Fincham and Slipper, Petition for a Writ of Error against Cooke.
"That your Petitioners, in September, 1643, did hire one William Cooke to carry in his Ship for them, into Scotland, a certain Quantity of Malt, and there to sell it at the best Advantage, and, with the Money and Proceed thereof, to lade his said Ship Home back again for them with Scottsh Coals, and bring them to London, and return them the Overplus of the Money.
"That the said Cooke accordingly carried the said Malt into Scotland, and sold it for near One Hundred Pounds, and bought Scotch Coals, and laded his Ship therewith, and brought them to Yarmouth in Norfolke, and there sold them upon his own Accompt, and received the Money, and had agreed there to take in a Freight to go beyond the Seas; which your Petitioners hearing, and that he never intended to return to London to give them an Accompt of their Malt, endeavoured to arrest the said Cooke at Common Law; but could not, by reason he kept himself always on Ship-board: Wherefore your Petitioners were enforced to arrest his Ship by Process from the Admiralty Court, or else to lose all their said Malt.
"Now so it is, may it please your Honours, that the said CookedHen. IV. for double Damages against such as prosecute in the Court of Admiralty upon Contracts done at Land, and hath recovered One Hundred and Sixty Pounds Damages, besides Costs of Suit, in the Proceedings of which Suit there are many gross Errors.

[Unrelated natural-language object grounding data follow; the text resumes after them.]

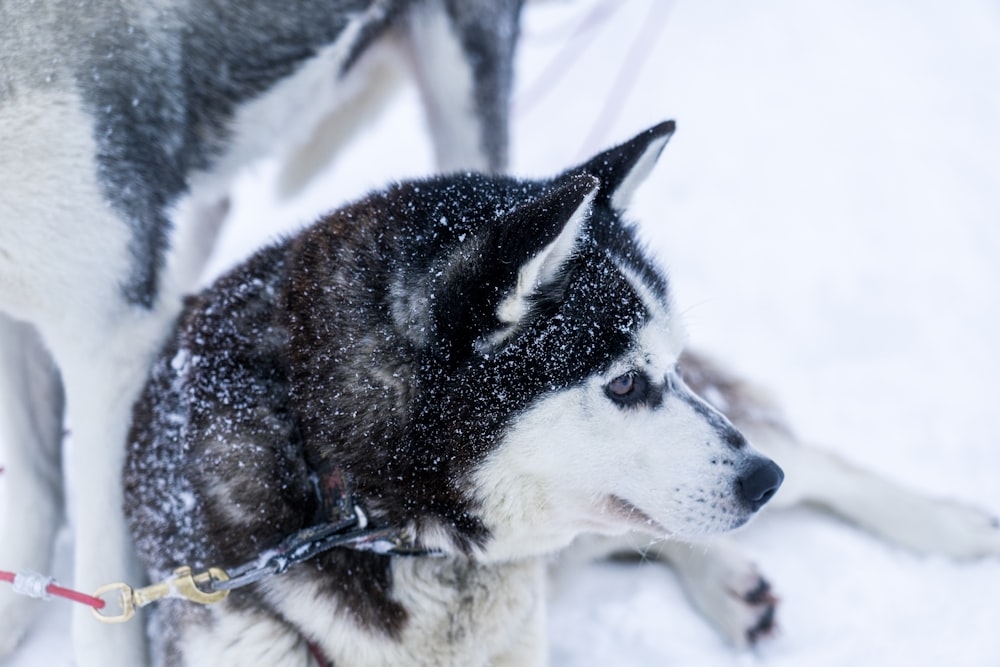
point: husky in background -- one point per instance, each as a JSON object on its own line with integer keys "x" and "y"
{"x": 490, "y": 362}
{"x": 117, "y": 119}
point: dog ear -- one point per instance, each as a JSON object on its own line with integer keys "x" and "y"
{"x": 621, "y": 169}
{"x": 566, "y": 209}
{"x": 486, "y": 290}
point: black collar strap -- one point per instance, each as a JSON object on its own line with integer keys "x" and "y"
{"x": 348, "y": 528}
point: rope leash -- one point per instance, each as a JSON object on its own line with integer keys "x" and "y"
{"x": 215, "y": 583}
{"x": 41, "y": 587}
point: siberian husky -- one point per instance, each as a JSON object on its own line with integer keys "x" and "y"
{"x": 490, "y": 364}
{"x": 117, "y": 119}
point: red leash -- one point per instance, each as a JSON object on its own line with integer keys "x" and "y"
{"x": 38, "y": 586}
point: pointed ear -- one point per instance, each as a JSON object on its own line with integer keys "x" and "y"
{"x": 621, "y": 169}
{"x": 485, "y": 289}
{"x": 570, "y": 207}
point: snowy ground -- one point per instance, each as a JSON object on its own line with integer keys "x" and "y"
{"x": 830, "y": 213}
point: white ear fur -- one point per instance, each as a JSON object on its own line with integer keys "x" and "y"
{"x": 542, "y": 267}
{"x": 640, "y": 170}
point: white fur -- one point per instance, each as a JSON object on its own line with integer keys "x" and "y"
{"x": 460, "y": 614}
{"x": 63, "y": 259}
{"x": 643, "y": 166}
{"x": 445, "y": 79}
{"x": 541, "y": 268}
{"x": 664, "y": 464}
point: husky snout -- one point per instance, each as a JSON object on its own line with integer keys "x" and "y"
{"x": 759, "y": 481}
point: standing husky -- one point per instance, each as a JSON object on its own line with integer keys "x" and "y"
{"x": 490, "y": 364}
{"x": 116, "y": 118}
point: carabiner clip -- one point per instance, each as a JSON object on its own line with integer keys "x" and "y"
{"x": 185, "y": 585}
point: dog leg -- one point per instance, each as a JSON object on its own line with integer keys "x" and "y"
{"x": 891, "y": 511}
{"x": 31, "y": 441}
{"x": 723, "y": 584}
{"x": 228, "y": 638}
{"x": 198, "y": 225}
{"x": 102, "y": 377}
{"x": 462, "y": 54}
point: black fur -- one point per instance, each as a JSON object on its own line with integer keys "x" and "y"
{"x": 357, "y": 344}
{"x": 163, "y": 115}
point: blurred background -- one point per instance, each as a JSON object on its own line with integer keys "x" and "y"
{"x": 829, "y": 211}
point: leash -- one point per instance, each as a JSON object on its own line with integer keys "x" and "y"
{"x": 348, "y": 528}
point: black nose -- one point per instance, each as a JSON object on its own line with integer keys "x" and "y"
{"x": 759, "y": 481}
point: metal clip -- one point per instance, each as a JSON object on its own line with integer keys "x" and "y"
{"x": 185, "y": 584}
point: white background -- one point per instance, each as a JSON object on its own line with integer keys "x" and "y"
{"x": 829, "y": 211}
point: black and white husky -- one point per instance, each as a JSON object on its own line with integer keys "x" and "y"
{"x": 490, "y": 364}
{"x": 117, "y": 119}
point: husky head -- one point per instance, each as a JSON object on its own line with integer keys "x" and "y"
{"x": 562, "y": 341}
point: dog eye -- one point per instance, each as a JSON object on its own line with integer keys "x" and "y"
{"x": 621, "y": 385}
{"x": 628, "y": 389}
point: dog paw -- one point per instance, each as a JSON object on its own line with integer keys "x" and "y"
{"x": 727, "y": 588}
{"x": 760, "y": 606}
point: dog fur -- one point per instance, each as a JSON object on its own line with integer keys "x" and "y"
{"x": 118, "y": 121}
{"x": 492, "y": 362}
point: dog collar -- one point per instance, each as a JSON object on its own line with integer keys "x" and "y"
{"x": 344, "y": 525}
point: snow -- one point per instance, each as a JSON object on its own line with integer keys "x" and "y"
{"x": 829, "y": 211}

"May it therefore please your Honours to grant unto your Petitioners His Majesty's Writ de Errore corrigendo, directed to Mr. Justice Francis Bacon, commanding him to certify the Proceedings of the said Suit unto your Honours in this Honourable House; and that your Honours, upon Examination of the Premises, will be pleased to relieve your Petitioners herein as to your great Wisdoms shall seem meet.
Mrs. Stapleton's Cause.
Pass for Lord Morley, &c.
Cotton Clare to be instituted to Broughton Ashley.
Ordered, by the Lords in Parliament assembled, That Mr. Doctor Aylett, or such other as he shall appoint, are hereby authorized and appointed, upon Sight of this Order, to institute and induct Wm. Cotton Clare to the Rectory of Broughton Ashely, in the County of Leicester; the said Mr. Cotton producing his Presentation thereunto, under the Hand and Seal of the Right Honourable the Earl of Stamford, Patron; and this to be a sufficient Authority for so doing.